Don’t worry — Doggie Diner head near SF Zoo will be removed, but only for a month

The historically-designated landmark will get “a new leash on life.”

San Francisco’s last Doggie Diner head has been removed — but, the beheading is only temporary.

That’s the message from San Francisco Public Works, which removed the historically-designated landmark from Sloat Boulevard and 45th Avenue on Thursday evening, but was apparently concerned folks would think it was a permanent move.

“It shall return,” Public Works wrote on its Twitter account on Thursday, remarking that the art piece will get a bit of a touch-up and “a new leash on life.”

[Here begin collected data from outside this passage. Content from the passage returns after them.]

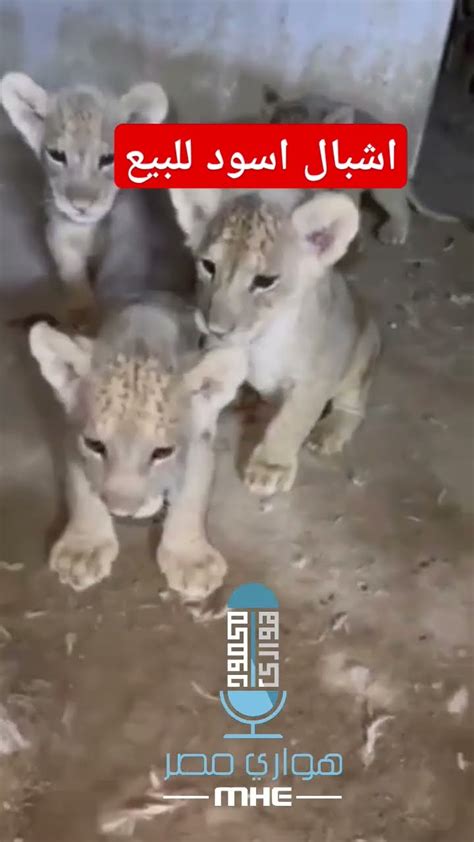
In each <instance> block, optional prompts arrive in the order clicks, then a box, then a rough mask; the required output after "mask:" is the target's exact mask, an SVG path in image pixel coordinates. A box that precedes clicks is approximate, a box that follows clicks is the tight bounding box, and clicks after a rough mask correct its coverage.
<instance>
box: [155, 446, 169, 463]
mask: <svg viewBox="0 0 474 842" xmlns="http://www.w3.org/2000/svg"><path fill="white" fill-rule="evenodd" d="M174 451H175V448H174V447H155V449H154V451H153V453H152V454H151V461H152V462H163V461H164V460H165V459H169V458H170V456H172V455H173V453H174Z"/></svg>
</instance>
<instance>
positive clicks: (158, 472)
mask: <svg viewBox="0 0 474 842" xmlns="http://www.w3.org/2000/svg"><path fill="white" fill-rule="evenodd" d="M197 343H198V332H197V329H196V326H195V323H194V311H193V310H192V309H185V308H184V305H182V304H181V303H180V302H178V301H177V300H174V299H172V298H170V297H167V296H163V295H162V296H161V298H160V299H159V301H158V300H157V301H155V302H154V303H153V304H152V303H150V302H146V303H135V304H128V305H126V306H125V307H123V308H122V309H119V310H118V311H116V312H114V313H113V314H112V315H111V316H110V318H109V320H108V321H107V322H106V323H105V325H104V327H103V329H102V330H101V332H100V333H99V336H98V338H97V339H96V340H94V341H93V340H91V339H88V338H86V339H85V338H83V337H79V336H75V337H70V336H67V335H66V334H64V333H62V332H59V331H58V330H56V329H53V328H52V327H50V326H48V325H47V324H45V323H44V322H41V323H37V324H36V325H35V326H34V327H32V328H31V331H30V347H31V351H32V353H33V355H34V357H35V358H36V360H37V361H38V363H39V366H40V369H41V372H42V374H43V376H44V378H45V379H46V380H47V381H48V382H49V383H50V385H51V386H52V387H53V389H54V391H55V393H56V395H57V397H58V398H59V400H60V402H61V403H62V405H63V407H64V409H65V411H66V414H67V420H68V429H69V438H68V442H67V453H66V457H67V458H66V462H67V502H68V507H69V520H68V523H67V526H66V529H65V531H64V532H63V534H62V535H61V537H60V538H59V540H58V541H57V542H56V544H55V545H54V546H53V548H52V551H51V555H50V559H49V565H50V567H51V568H52V569H53V570H54V571H56V573H57V574H58V575H59V578H60V580H61V582H63V583H64V584H68V585H70V586H71V587H73V588H74V589H75V590H83V589H85V588H88V587H89V586H91V585H93V584H95V583H96V582H99V581H100V580H101V579H104V578H105V577H107V576H108V575H109V574H110V572H111V567H112V563H113V562H114V560H115V558H116V557H117V555H118V551H119V547H118V541H117V537H116V534H115V529H114V523H113V519H112V516H113V515H116V516H119V517H123V516H126V517H133V518H143V517H149V516H151V515H153V514H155V513H156V512H158V511H159V510H160V509H161V507H162V505H163V502H164V500H165V499H166V500H167V501H168V502H169V504H170V509H169V512H168V513H167V516H166V519H165V523H164V529H163V535H162V539H161V542H160V545H159V547H158V554H157V560H158V564H159V565H160V567H161V569H162V570H163V572H164V573H165V575H166V577H167V579H168V583H169V586H170V587H171V588H173V589H174V590H176V591H178V592H179V593H180V594H181V595H182V596H183V597H185V598H186V599H191V600H198V599H202V598H204V597H206V596H207V595H208V594H209V593H211V592H212V591H214V590H215V589H216V588H217V587H219V586H220V584H221V583H222V580H223V577H224V575H225V572H226V569H227V565H226V562H225V560H224V559H223V557H222V556H221V554H220V553H219V552H218V551H217V550H216V549H214V548H213V547H212V546H211V545H210V544H209V542H208V540H207V537H206V530H205V517H206V511H207V505H208V496H209V491H210V487H211V483H212V477H213V466H214V457H213V439H214V433H215V429H216V422H217V417H218V414H219V411H220V409H221V408H222V406H224V405H225V404H227V403H228V402H229V401H230V400H231V399H232V397H233V396H234V393H235V390H236V388H237V385H238V383H239V382H240V381H241V380H242V379H243V377H245V371H244V369H243V368H242V365H243V361H244V357H243V355H242V354H241V353H240V352H237V354H236V350H235V349H227V350H226V349H223V350H220V349H216V350H215V351H211V352H209V353H206V354H204V356H202V354H199V356H196V348H197ZM234 379H235V382H234Z"/></svg>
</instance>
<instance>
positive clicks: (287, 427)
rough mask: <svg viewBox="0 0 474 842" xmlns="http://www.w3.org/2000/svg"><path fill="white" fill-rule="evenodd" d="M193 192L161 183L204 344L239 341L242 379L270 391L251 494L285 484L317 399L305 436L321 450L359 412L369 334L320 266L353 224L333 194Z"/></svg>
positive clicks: (303, 438)
mask: <svg viewBox="0 0 474 842" xmlns="http://www.w3.org/2000/svg"><path fill="white" fill-rule="evenodd" d="M202 194H203V191H193V190H178V189H172V190H171V195H172V200H173V202H174V204H175V208H176V211H177V216H178V220H180V222H181V224H182V225H183V227H184V228H185V231H186V233H187V236H188V240H189V242H190V243H191V244H192V245H193V249H194V253H195V256H196V259H197V262H198V271H199V276H200V288H199V304H200V312H201V315H200V323H201V329H202V330H203V332H204V333H205V334H206V335H207V342H208V345H209V347H226V346H231V347H232V346H233V347H239V348H242V349H243V350H245V352H246V355H247V364H248V375H247V379H248V382H249V383H250V384H251V385H252V386H253V387H254V388H255V389H256V390H257V391H259V392H260V393H262V394H263V395H269V396H273V397H275V398H277V399H278V402H279V411H278V412H277V414H276V415H275V417H274V419H273V420H272V422H271V423H270V425H269V427H268V428H267V431H266V433H265V436H264V438H263V441H262V442H261V444H259V445H258V447H257V448H256V450H255V451H254V453H253V455H252V457H251V459H250V462H249V464H248V466H247V468H246V473H245V478H246V482H247V484H248V486H249V488H250V489H251V490H252V491H254V492H255V493H258V494H261V495H266V494H272V493H274V492H275V491H283V490H288V489H289V488H291V486H292V485H293V482H294V480H295V476H296V470H297V461H298V452H299V450H300V447H301V445H302V444H303V442H304V441H305V439H306V438H307V437H308V436H309V435H310V433H311V430H312V428H313V426H314V424H315V423H316V422H317V421H318V419H319V418H320V417H321V415H322V414H323V410H324V409H325V407H326V406H327V405H328V403H329V402H331V407H332V409H331V412H329V413H328V414H326V415H325V416H324V419H323V420H321V421H319V423H318V424H317V425H316V427H315V429H314V432H313V434H312V438H311V441H312V444H313V447H315V448H316V447H317V448H319V449H320V450H321V451H322V452H324V453H333V452H335V451H338V450H340V449H341V448H342V447H343V445H344V443H345V442H346V441H348V440H349V439H350V437H351V436H352V434H353V432H354V431H355V429H356V428H357V427H358V425H359V424H360V422H361V420H362V418H363V416H364V413H365V405H366V400H367V394H368V388H369V384H370V380H371V375H372V369H373V363H374V361H375V359H376V357H377V355H378V352H379V335H378V331H377V328H376V326H375V325H374V323H373V322H372V320H371V319H370V318H369V317H368V316H366V315H365V314H364V313H363V310H362V308H361V307H360V306H359V303H358V302H357V301H356V300H355V299H354V297H353V296H352V294H351V292H350V291H349V289H348V287H347V286H346V284H345V282H344V280H343V278H342V277H341V276H340V275H339V274H337V273H336V272H334V271H332V266H333V265H334V264H335V263H336V262H337V261H338V260H339V259H340V258H341V257H342V256H343V254H344V253H345V251H346V249H347V247H348V245H349V243H350V242H351V240H352V239H353V238H354V236H355V235H356V233H357V229H358V221H359V214H358V210H357V208H356V207H355V205H354V203H353V202H352V201H351V199H350V198H349V197H347V196H345V195H344V194H342V193H321V194H320V195H318V196H317V197H316V198H313V199H311V200H310V201H307V202H304V203H303V204H299V205H298V204H296V206H295V207H294V208H293V210H288V207H286V208H285V207H283V206H282V205H281V204H280V203H279V201H277V197H276V194H275V201H272V200H271V195H270V194H267V195H266V196H265V197H262V196H261V195H258V194H250V195H247V196H237V197H236V196H234V195H231V196H230V197H229V195H228V193H227V192H225V193H223V192H221V191H217V190H214V191H208V192H207V196H206V200H205V202H203V201H202V198H203V195H202ZM212 205H213V208H212ZM203 217H204V219H205V222H204V223H203ZM193 219H195V220H197V222H196V226H197V236H196V226H194V230H193V225H192V224H191V225H189V221H190V220H191V222H192V220H193Z"/></svg>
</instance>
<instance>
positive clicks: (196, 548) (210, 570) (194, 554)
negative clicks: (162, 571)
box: [158, 541, 227, 602]
mask: <svg viewBox="0 0 474 842" xmlns="http://www.w3.org/2000/svg"><path fill="white" fill-rule="evenodd" d="M158 564H159V566H160V568H161V570H162V571H163V573H164V574H165V576H166V579H167V581H168V586H169V588H170V589H171V590H173V591H177V592H178V593H179V594H180V596H181V597H182V598H183V599H185V600H187V601H189V602H197V601H200V600H203V599H206V597H208V596H209V595H210V594H212V593H213V592H214V591H216V590H217V588H220V586H221V585H222V582H223V581H224V577H225V575H226V573H227V562H226V560H225V559H224V558H223V557H222V556H221V554H220V553H219V552H218V551H217V550H215V549H214V547H211V545H210V544H208V543H207V542H206V541H202V542H199V543H197V544H195V545H193V544H190V545H189V546H186V545H184V546H183V547H182V548H179V547H173V548H171V547H165V546H160V547H159V548H158Z"/></svg>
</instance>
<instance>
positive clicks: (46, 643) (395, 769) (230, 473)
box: [0, 141, 474, 842]
mask: <svg viewBox="0 0 474 842" xmlns="http://www.w3.org/2000/svg"><path fill="white" fill-rule="evenodd" d="M5 142H7V141H5ZM8 142H9V141H8ZM12 154H13V152H12ZM15 154H16V153H15ZM18 154H20V153H18ZM22 154H23V153H21V154H20V159H21V167H20V169H21V175H22V176H23V179H24V182H25V183H27V182H28V183H30V181H31V183H32V182H34V179H35V175H34V162H31V161H30V158H29V157H28V158H27V157H25V158H24V159H23V158H22V157H21V155H22ZM20 159H18V160H17V165H18V166H17V169H16V170H15V166H13V165H12V164H11V161H12V160H13V158H10V159H9V164H8V168H7V167H5V172H3V173H2V184H3V185H5V183H6V181H7V180H8V177H13V176H14V177H15V178H18V177H19V174H20V169H18V167H19V163H18V161H20ZM2 160H3V162H5V160H6V158H5V156H2ZM15 160H16V159H15ZM7 169H8V172H7ZM22 196H23V194H21V191H20V193H19V194H18V193H16V192H15V194H13V193H12V192H11V191H10V192H6V191H5V187H3V188H2V192H1V193H0V201H1V203H2V209H3V216H2V220H3V222H2V226H1V229H0V230H1V235H0V236H1V246H2V261H3V262H2V267H1V273H2V289H3V292H4V295H3V302H4V307H3V314H4V315H8V314H10V313H11V311H12V310H11V308H12V301H13V300H14V299H15V298H16V303H17V304H18V307H19V308H20V309H21V310H22V311H23V312H25V311H28V309H35V308H36V307H37V302H38V301H39V300H40V297H41V296H40V295H38V297H35V289H36V283H35V282H36V280H37V279H38V278H39V277H40V276H42V274H43V273H44V266H43V265H42V264H41V260H43V257H41V258H40V256H39V250H38V247H37V246H36V245H34V243H35V242H36V241H35V240H34V239H33V237H32V233H33V229H34V220H33V221H32V222H31V223H30V221H29V220H30V218H31V213H30V214H28V212H27V211H28V208H27V206H26V205H23V204H22V201H23V198H22ZM29 210H30V211H31V207H30V208H29ZM33 210H34V211H35V212H36V206H34V207H33ZM33 216H34V214H33ZM375 220H376V217H375V212H374V209H371V208H369V209H368V210H367V214H366V216H365V224H366V225H367V227H368V228H370V227H371V226H372V225H373V224H374V222H375ZM473 257H474V239H473V235H472V234H470V233H468V231H466V230H465V229H463V228H462V227H461V226H457V225H440V224H437V223H434V222H429V221H427V220H425V219H422V218H421V217H419V216H414V217H413V228H412V232H411V235H410V238H409V242H408V244H407V245H406V246H405V247H402V248H399V247H393V248H390V247H384V246H382V245H380V244H379V243H378V242H377V241H376V240H375V239H374V238H373V237H371V236H370V234H369V235H368V238H367V250H366V253H365V255H364V256H363V257H361V258H359V259H358V260H357V261H356V262H355V263H352V262H349V263H348V268H347V272H348V275H349V279H350V282H351V283H353V284H354V285H355V286H356V287H357V288H358V289H360V290H362V291H363V292H364V293H365V295H366V296H367V298H368V299H369V300H370V301H371V302H372V304H373V309H374V313H375V315H376V317H377V319H378V322H379V324H380V326H381V329H382V332H383V336H384V353H383V358H382V360H381V364H380V368H379V371H378V374H377V378H376V381H375V384H374V388H373V391H372V395H371V402H370V410H369V413H368V417H367V419H366V421H365V423H364V425H363V427H362V428H361V429H360V431H359V432H358V433H357V435H356V436H355V438H354V440H353V443H352V444H351V445H350V446H349V447H348V448H347V451H346V452H345V453H344V454H343V455H342V456H341V457H339V458H327V459H322V458H321V459H316V458H315V457H314V456H313V455H312V454H310V453H309V452H305V453H304V455H303V457H302V459H301V469H300V473H299V476H298V481H297V484H296V486H295V488H294V490H293V491H292V492H291V493H290V494H288V495H286V496H282V497H279V498H277V499H274V500H273V501H272V503H271V505H265V506H263V505H261V504H260V503H259V501H258V500H257V499H254V498H253V497H252V496H251V495H250V494H249V493H248V492H247V491H246V489H245V487H244V486H243V485H242V483H241V481H240V479H239V476H238V473H237V471H236V469H235V453H236V450H237V441H238V439H239V437H241V436H242V434H243V435H244V437H245V440H246V443H247V444H248V443H250V441H251V440H253V439H254V438H255V436H256V435H257V432H258V428H259V423H260V416H261V412H260V410H259V409H258V408H257V409H256V410H255V409H253V410H248V411H247V412H246V413H242V412H228V413H227V415H226V417H225V418H224V419H223V422H222V427H221V434H220V439H219V460H218V474H217V481H216V486H215V493H214V498H213V503H212V507H211V513H210V533H211V535H212V537H213V540H214V542H215V544H216V545H217V546H218V547H219V548H220V549H221V550H222V551H223V552H224V553H225V554H226V556H227V558H228V559H229V562H230V576H229V580H228V582H227V585H226V588H225V589H224V593H222V594H219V600H220V605H222V604H224V603H225V600H226V598H227V596H228V594H229V593H230V590H231V589H232V588H233V587H235V586H236V585H238V584H241V583H245V582H250V581H258V582H262V583H266V584H268V585H269V586H270V587H272V588H273V589H274V590H275V592H276V593H277V595H278V596H279V598H280V601H281V627H282V636H281V657H282V677H281V684H282V686H283V687H284V688H286V689H287V691H288V701H287V705H286V708H285V710H284V712H283V713H282V714H281V715H280V717H279V719H278V723H279V728H280V730H282V732H283V734H284V744H285V745H286V746H290V747H291V748H292V750H294V751H309V752H311V753H313V754H314V755H316V756H317V757H319V756H321V755H323V754H325V753H326V752H339V753H341V754H342V755H343V758H344V763H345V770H344V774H343V775H342V777H340V778H333V779H330V778H329V779H327V780H326V781H324V780H322V781H318V780H316V781H315V782H313V783H311V784H301V783H297V784H295V792H296V791H302V788H303V789H304V787H307V789H306V791H307V792H308V791H310V790H311V792H313V793H314V792H315V793H319V794H331V793H335V792H337V793H339V794H341V795H342V796H343V797H342V800H340V801H336V800H333V801H322V800H321V801H298V802H296V803H295V804H294V806H293V807H292V808H291V809H277V808H264V807H258V808H254V809H237V808H234V809H218V808H215V807H213V806H212V801H206V800H204V799H203V800H197V801H194V802H188V803H187V804H185V805H183V804H182V803H177V802H174V806H175V808H176V809H175V810H174V811H173V812H171V811H167V812H165V811H163V812H161V813H160V814H159V815H157V816H155V817H154V818H152V819H150V820H149V821H147V822H146V821H138V822H137V823H136V826H135V829H134V830H133V829H132V824H130V823H129V824H128V825H127V823H124V822H122V823H119V822H118V819H119V818H120V817H121V815H122V814H120V813H119V814H118V817H117V813H116V811H117V810H120V809H122V808H124V807H127V806H128V807H130V806H135V807H139V808H141V807H143V806H144V804H145V803H146V802H147V801H150V799H151V800H152V801H153V802H154V804H153V806H154V807H155V808H156V807H157V806H161V807H164V806H165V805H166V807H167V808H168V807H169V806H170V802H169V801H167V802H165V801H163V800H161V795H162V794H163V793H165V794H166V793H167V794H173V793H174V794H176V793H179V792H180V787H179V785H178V783H177V782H175V781H173V780H171V781H168V782H166V783H163V771H164V761H165V755H166V752H168V751H169V752H172V753H174V754H176V753H178V752H205V753H206V754H211V753H212V752H222V751H227V750H228V744H227V745H226V744H225V743H224V740H223V739H222V737H223V734H224V733H225V732H226V730H227V729H228V727H229V722H230V720H228V718H227V717H226V715H225V713H224V711H223V710H222V709H221V707H220V704H219V703H218V701H217V700H216V699H215V698H214V697H215V696H216V694H217V693H218V691H219V690H220V689H221V688H223V687H224V686H225V684H224V682H225V621H224V619H223V618H222V617H221V618H220V619H214V620H211V621H209V622H197V621H196V619H195V617H193V615H192V614H191V612H190V611H189V609H187V608H185V607H183V606H182V605H181V604H180V603H179V601H178V600H176V599H174V598H173V597H170V596H169V595H168V594H167V593H166V591H165V590H164V588H165V585H164V581H163V579H162V578H161V576H160V573H159V571H158V569H157V567H156V565H155V563H154V560H153V542H154V541H156V540H157V538H158V533H159V526H158V524H154V525H152V528H151V531H150V529H149V528H148V527H147V525H146V524H140V525H136V524H135V525H130V524H126V523H124V524H120V525H119V536H120V539H121V554H120V558H119V560H118V561H117V562H116V564H115V567H114V570H113V575H112V576H111V578H110V579H108V580H106V581H105V582H104V583H103V584H101V585H100V586H97V587H94V588H92V589H91V590H89V591H86V592H85V593H83V594H76V593H74V592H73V591H71V590H69V589H67V588H65V587H63V586H61V585H60V584H59V582H58V580H57V578H56V576H55V575H53V574H52V573H50V572H49V570H48V567H47V565H46V557H47V545H48V540H49V535H50V533H51V530H52V528H53V526H54V524H55V523H57V518H58V516H59V514H60V508H61V507H60V494H59V485H58V475H57V467H56V464H55V460H54V459H53V458H52V448H53V447H54V445H55V443H56V444H57V441H58V439H59V438H60V437H61V413H60V412H59V410H58V408H57V407H56V406H55V404H54V401H53V398H52V396H51V394H50V392H49V390H48V389H47V387H46V386H44V385H43V384H42V383H41V382H40V379H39V376H38V373H37V371H36V369H35V367H34V365H33V364H32V363H31V361H30V360H29V357H28V352H27V347H26V342H25V338H24V337H23V336H22V335H21V334H20V332H18V331H16V330H13V329H11V328H2V331H1V334H0V381H1V382H0V395H1V402H2V404H1V405H2V410H1V440H0V446H1V471H0V505H1V523H0V527H1V530H0V531H1V536H0V537H1V564H0V648H1V665H0V704H1V707H0V803H1V804H2V805H3V808H2V812H1V815H0V840H1V842H14V840H15V842H95V841H96V840H97V842H99V840H101V839H109V840H114V839H119V838H123V835H124V834H125V833H127V832H128V833H129V836H128V838H130V839H133V840H135V842H152V840H153V842H181V840H182V841H183V842H185V840H193V842H222V840H224V839H225V840H226V842H471V840H472V838H473V814H472V791H473V789H472V787H473V770H474V741H473V730H472V718H470V714H471V713H472V693H473V689H472V675H473V671H472V660H471V644H472V640H473V634H472V632H473V628H472V624H471V618H472V605H471V602H472V585H473V578H472V548H473V532H472V511H473V503H474V500H473V475H472V456H473V438H472V419H473V410H474V407H473V388H472V385H473V381H472V325H473V318H472V314H473V307H474V290H473V285H472V281H473V277H472V266H473ZM20 285H22V286H20ZM20 289H21V290H23V291H24V292H22V295H21V296H20V297H19V298H18V295H17V293H18V290H20ZM26 296H27V297H26ZM215 607H216V608H219V605H216V606H215ZM375 737H377V739H376V741H375V745H373V741H374V738H375ZM250 747H251V746H249V745H247V744H245V745H244V748H242V745H241V744H237V743H235V744H234V745H233V746H232V750H233V752H234V754H236V756H239V757H241V755H242V753H243V752H244V751H249V750H250ZM13 748H15V749H17V750H16V751H15V752H14V753H9V752H11V750H12V749H13ZM253 750H257V751H261V750H262V749H261V748H259V747H258V746H253ZM238 780H240V782H241V783H242V779H238ZM286 783H289V784H291V781H286ZM150 790H152V792H151V795H150ZM188 791H189V788H188ZM211 791H212V786H211V784H210V782H209V781H208V782H206V780H205V779H201V781H200V780H199V779H196V780H194V781H193V784H192V792H194V793H195V794H201V795H203V794H208V793H209V792H211ZM181 792H182V789H181ZM114 811H115V812H114ZM115 819H117V823H116V824H115V828H116V831H117V832H115V833H114V832H112V833H110V834H109V836H108V837H107V836H105V835H103V833H101V828H102V829H104V828H106V827H107V826H108V827H112V826H113V825H114V821H115ZM120 830H121V832H122V834H123V835H122V837H120V835H119V831H120ZM130 833H131V834H132V835H130Z"/></svg>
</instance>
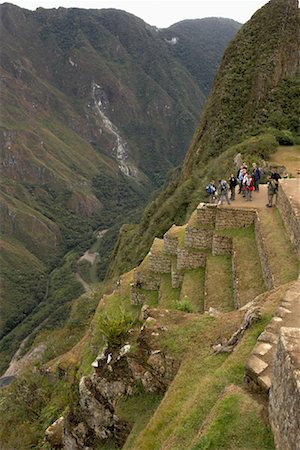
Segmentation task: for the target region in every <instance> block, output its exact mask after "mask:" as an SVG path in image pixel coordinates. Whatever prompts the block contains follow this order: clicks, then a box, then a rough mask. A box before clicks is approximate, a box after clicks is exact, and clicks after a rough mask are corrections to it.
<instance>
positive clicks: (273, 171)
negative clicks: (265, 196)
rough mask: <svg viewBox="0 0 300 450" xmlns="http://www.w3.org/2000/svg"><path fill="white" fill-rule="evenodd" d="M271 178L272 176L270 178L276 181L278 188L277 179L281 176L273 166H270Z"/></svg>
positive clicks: (278, 180) (277, 186)
mask: <svg viewBox="0 0 300 450" xmlns="http://www.w3.org/2000/svg"><path fill="white" fill-rule="evenodd" d="M271 178H272V180H275V181H276V185H277V188H278V185H279V183H278V181H279V180H280V179H281V176H280V175H279V173H278V172H276V169H275V167H272V168H271Z"/></svg>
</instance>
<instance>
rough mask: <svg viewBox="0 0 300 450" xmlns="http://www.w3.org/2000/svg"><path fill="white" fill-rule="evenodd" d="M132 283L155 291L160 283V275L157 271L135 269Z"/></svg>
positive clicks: (133, 275)
mask: <svg viewBox="0 0 300 450" xmlns="http://www.w3.org/2000/svg"><path fill="white" fill-rule="evenodd" d="M133 284H134V285H135V286H137V285H140V286H141V287H142V288H143V289H147V290H149V291H157V290H158V289H159V285H160V277H159V275H158V274H157V273H154V272H150V271H143V270H139V268H138V269H136V270H135V271H134V274H133Z"/></svg>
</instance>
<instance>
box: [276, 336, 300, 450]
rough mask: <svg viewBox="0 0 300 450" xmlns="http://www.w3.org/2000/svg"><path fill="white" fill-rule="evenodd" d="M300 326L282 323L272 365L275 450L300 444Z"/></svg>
mask: <svg viewBox="0 0 300 450" xmlns="http://www.w3.org/2000/svg"><path fill="white" fill-rule="evenodd" d="M299 348H300V328H286V327H282V328H281V330H280V336H279V341H278V346H277V353H276V358H275V361H274V367H273V377H272V386H271V389H270V396H269V419H270V423H271V426H272V430H273V433H274V438H275V443H276V448H277V449H278V450H283V449H284V450H297V449H299V448H300V413H299V407H300V354H299Z"/></svg>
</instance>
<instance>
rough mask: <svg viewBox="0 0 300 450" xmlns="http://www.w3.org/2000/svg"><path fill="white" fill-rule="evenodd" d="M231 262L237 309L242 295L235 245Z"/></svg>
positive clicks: (234, 289) (232, 251) (233, 248)
mask: <svg viewBox="0 0 300 450" xmlns="http://www.w3.org/2000/svg"><path fill="white" fill-rule="evenodd" d="M231 263H232V278H233V280H232V285H233V303H234V307H235V308H236V309H239V308H240V296H239V279H238V276H237V270H236V267H237V258H236V251H235V250H234V245H233V248H232V257H231Z"/></svg>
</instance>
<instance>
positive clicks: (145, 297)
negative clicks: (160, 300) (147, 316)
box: [141, 289, 158, 307]
mask: <svg viewBox="0 0 300 450" xmlns="http://www.w3.org/2000/svg"><path fill="white" fill-rule="evenodd" d="M141 293H142V294H143V296H144V299H145V301H144V304H145V305H148V306H151V307H156V306H158V290H157V291H149V290H147V289H141Z"/></svg>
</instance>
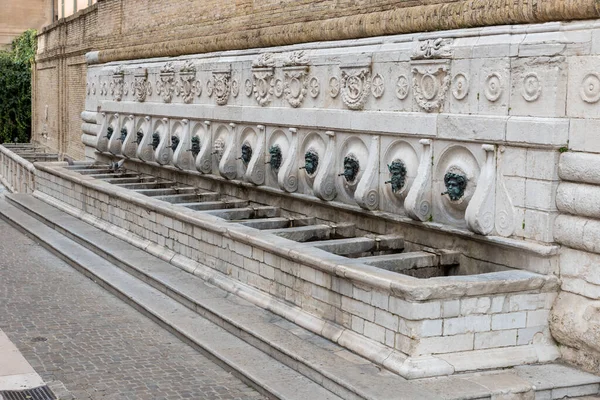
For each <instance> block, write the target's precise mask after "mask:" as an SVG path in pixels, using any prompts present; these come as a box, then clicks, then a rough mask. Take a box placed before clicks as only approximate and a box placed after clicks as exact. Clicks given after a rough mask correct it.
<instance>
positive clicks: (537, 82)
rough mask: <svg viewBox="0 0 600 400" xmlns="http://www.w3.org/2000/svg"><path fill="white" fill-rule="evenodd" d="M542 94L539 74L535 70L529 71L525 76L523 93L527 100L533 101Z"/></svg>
mask: <svg viewBox="0 0 600 400" xmlns="http://www.w3.org/2000/svg"><path fill="white" fill-rule="evenodd" d="M541 94H542V83H541V82H540V78H539V76H538V74H536V73H535V72H529V73H527V74H526V75H525V77H524V78H523V88H522V90H521V95H522V96H523V98H524V99H525V101H528V102H533V101H536V100H537V99H539V97H540V95H541Z"/></svg>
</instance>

The iconic fiberglass dachshund head was designed by graphic artist Harold Bachman in 1966 for the popular Bay Area drive-in restaurants, according to San Francisco history website OutsideLands.org. The last diner to bear the restaurant’s name shuttered in 1986. Burning Man founder John Law reportedly owns three Doggie Diner heads, but the one on Sloat Boulevard is said to be the last one standing on a pole, at least, according to its historical landmark plaque.

That last Doggie Diner head was acquired by The City in 2000 after a grassroots campaign led by the “Zippy the Pinhead” comic, according to the plaque.

The Doggie Diner head on Sloat will return “early next month,” Public Works wrote.